Why am I interested in this topic? Two reasons really. One, because customers owning both products make the comparison about the time it takes to rebuild from a disk failure. Secondly, I had worked on CLARiiON rebuild, and when joining Centera I became curious about how object-based rebuild functioned.

And I’m finding that the evolution of Centera disk regeneration is very CLARiiON-like.

While many customers find product benchmarking irrelevant to their actual configuration, they are interested in performance in the face of failures. They are buying highly available storage solutions for a reason; if a single point of failure occurs, they want their business to keep running! And “keep running” means run at a satisfactory level of performance for their application.

CLARiiON is a block-based rebuild algorithm that first appeared in 1991 and for 17 years it has been continually tweaked, optimized, and improved. And customers that buy CLARiiON, or other block-based products, have gotten used to a deterministic rebuild time based on the size of the disk drive and the type of application traffic they are running.
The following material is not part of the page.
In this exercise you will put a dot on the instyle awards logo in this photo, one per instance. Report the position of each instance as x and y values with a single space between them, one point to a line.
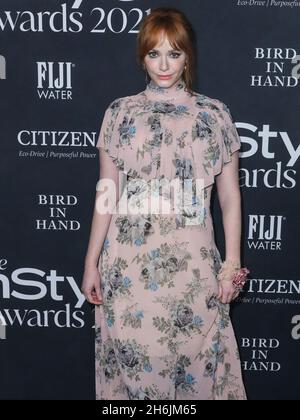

What about Centera disk regeneration? Sometimes it’s faster. Like when the Centera has a relatively small number of objects in it.
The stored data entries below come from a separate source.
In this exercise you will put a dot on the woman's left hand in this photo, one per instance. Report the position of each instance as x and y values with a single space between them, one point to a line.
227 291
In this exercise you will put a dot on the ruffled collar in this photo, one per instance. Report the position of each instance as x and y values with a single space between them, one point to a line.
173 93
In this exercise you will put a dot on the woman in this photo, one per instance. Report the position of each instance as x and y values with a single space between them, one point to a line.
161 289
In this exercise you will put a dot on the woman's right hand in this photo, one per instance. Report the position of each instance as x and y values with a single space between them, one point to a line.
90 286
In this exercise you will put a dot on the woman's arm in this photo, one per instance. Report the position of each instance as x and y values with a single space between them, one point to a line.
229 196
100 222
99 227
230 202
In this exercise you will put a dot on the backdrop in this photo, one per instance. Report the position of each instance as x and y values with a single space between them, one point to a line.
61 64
Fill up the Centera with hundreds of millions of X-RAYs, or e-mails, or scanned check images, and guess what? It could take longer (than block) to rebuild a disk of the same size. How much longer? Well, that gets into an interesting topic in the world of object storage: rebuild determinism.

I Want to Know How It’s Built

In my blog, I like to talk about building software for the storage industry. Having written the original rebuild software for CLARiiON, of course I’m interested to compare the two approaches! I find disk rebuild for object-based storage a fascinating topic, because it’s interesting to hear about new ways of solving similar problems. I say similar, because block-based rebuild and object-based rebuild are not the same. But for a customer, block-based rebuild and object-based rebuild are the same. A disk fails, and the customer wants to get back to 100% protected. It’s the job of a software engineer to make disk rebuild run as fast as possible, whether it’s object or block based.

CLARiiON Rebuild

So let me start by roughly describing CLARiiON’s block based rebuild. There’s one word I use to separate it from Centera: locality.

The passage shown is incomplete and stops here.